Sans doute, cette dissociation ne se présente pas toujours avec la même netteté. Mais il suffit qu’elle existe d’une manière incontestable dans les cas importants et nombreux que nous venons de rappeler, pour prouver que le fait social est distinct de ses répercussions individuelles. D’ailleurs, alors même qu’elle n’est pas immédiatement donnée à l’observation, on peut souvent la réaliser à l’aide de certains artifices de méthode ; il est même indispensable de procéder à cette opération, si l’on veut dégager le fait social de tout alliage pour l’observer à l’état de pureté. Ainsi, il y a certains courants d’opinion qui nous poussent, avec une intensité inégale, suivant les temps et les pays, l’un au mariage, par exemple, un autre au suicide ou à une natalité plus ou moins forte, etc.
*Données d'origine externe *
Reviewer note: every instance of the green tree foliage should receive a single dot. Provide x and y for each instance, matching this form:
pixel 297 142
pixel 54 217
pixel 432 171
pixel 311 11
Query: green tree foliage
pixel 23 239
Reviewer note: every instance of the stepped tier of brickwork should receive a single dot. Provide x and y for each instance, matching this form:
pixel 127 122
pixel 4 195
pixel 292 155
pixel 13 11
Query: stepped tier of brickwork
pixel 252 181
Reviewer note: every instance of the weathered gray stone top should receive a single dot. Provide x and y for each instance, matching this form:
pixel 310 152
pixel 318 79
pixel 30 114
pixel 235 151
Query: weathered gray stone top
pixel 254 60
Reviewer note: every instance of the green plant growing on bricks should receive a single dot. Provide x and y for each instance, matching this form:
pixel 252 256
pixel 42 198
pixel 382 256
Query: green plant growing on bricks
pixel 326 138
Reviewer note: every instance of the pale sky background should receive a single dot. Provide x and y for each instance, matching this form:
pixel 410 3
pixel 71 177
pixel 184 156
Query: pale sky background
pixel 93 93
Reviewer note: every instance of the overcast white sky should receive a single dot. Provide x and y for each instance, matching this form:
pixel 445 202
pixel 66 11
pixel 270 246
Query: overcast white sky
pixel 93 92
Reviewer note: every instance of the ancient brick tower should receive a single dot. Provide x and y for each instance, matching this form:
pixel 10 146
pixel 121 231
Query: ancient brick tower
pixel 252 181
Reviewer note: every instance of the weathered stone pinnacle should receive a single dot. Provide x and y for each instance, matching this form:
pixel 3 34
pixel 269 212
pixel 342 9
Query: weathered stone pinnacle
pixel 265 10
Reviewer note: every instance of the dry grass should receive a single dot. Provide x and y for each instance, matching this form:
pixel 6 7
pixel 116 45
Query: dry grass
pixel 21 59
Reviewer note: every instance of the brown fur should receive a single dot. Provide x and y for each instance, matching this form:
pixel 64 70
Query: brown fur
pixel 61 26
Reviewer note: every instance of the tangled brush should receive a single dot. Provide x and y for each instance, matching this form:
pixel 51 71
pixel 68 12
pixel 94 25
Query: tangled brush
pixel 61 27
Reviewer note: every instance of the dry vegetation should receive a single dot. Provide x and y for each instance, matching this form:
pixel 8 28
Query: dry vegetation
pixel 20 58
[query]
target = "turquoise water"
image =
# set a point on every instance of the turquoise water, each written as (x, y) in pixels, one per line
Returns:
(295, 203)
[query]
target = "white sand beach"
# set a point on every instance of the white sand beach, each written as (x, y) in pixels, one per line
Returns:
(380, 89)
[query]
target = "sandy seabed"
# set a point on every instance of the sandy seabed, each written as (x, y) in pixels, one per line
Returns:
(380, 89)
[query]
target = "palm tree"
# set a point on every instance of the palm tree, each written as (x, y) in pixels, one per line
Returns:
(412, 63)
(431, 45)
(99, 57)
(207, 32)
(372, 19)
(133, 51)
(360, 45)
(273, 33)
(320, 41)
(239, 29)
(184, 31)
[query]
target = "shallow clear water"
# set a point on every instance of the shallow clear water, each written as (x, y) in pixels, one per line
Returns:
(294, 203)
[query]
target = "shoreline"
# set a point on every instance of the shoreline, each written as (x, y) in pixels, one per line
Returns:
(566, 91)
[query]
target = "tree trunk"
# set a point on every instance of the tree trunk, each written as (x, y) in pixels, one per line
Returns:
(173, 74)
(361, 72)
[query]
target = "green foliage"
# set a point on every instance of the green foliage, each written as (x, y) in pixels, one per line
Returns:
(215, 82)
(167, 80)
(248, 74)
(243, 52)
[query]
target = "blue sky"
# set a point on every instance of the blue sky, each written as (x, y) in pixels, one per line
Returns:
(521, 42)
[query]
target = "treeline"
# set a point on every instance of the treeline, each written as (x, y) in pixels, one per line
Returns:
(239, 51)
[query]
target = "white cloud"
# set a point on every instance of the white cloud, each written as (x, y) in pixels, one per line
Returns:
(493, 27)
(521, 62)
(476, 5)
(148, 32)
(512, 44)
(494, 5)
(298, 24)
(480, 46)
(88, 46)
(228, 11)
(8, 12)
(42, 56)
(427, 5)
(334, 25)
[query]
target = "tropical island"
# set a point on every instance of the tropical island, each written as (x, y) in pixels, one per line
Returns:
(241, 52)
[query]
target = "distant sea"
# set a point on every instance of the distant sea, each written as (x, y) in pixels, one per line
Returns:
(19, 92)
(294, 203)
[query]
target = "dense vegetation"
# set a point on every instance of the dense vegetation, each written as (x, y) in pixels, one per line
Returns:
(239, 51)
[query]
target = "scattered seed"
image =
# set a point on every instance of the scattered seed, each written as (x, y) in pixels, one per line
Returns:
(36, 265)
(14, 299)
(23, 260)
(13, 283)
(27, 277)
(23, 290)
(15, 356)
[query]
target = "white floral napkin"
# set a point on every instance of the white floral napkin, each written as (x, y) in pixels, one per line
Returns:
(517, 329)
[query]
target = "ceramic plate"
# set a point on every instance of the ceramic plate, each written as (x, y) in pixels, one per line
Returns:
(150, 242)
Ce sont évidemment des faits sociaux. Au premier abord, ils semblent inséparables des formes qu’ils prennent dans les cas particuliers. Mais la statistique nous fournit le moyen de les isoler. Ils sont, en effet, figurés, non sans exactitude, par le taux de la natalité, de la nuptialité, des suicides, c’est-à-dire par le nombre que l’on obtient en divisant le total moyen annuel des mariages, des naissances, des morts volontaires par celui des hommes en âge de se marier, de procréer, de se suicider[1]. Car, comme chacun de ces chiffres comprend tous les cas particuliers indistinctement, les circonstances individuelles qui peuvent avoir quelque part dans la

  1. On ne se suicide pas à tout âge, ni, à tous les âges, avec la même intensité.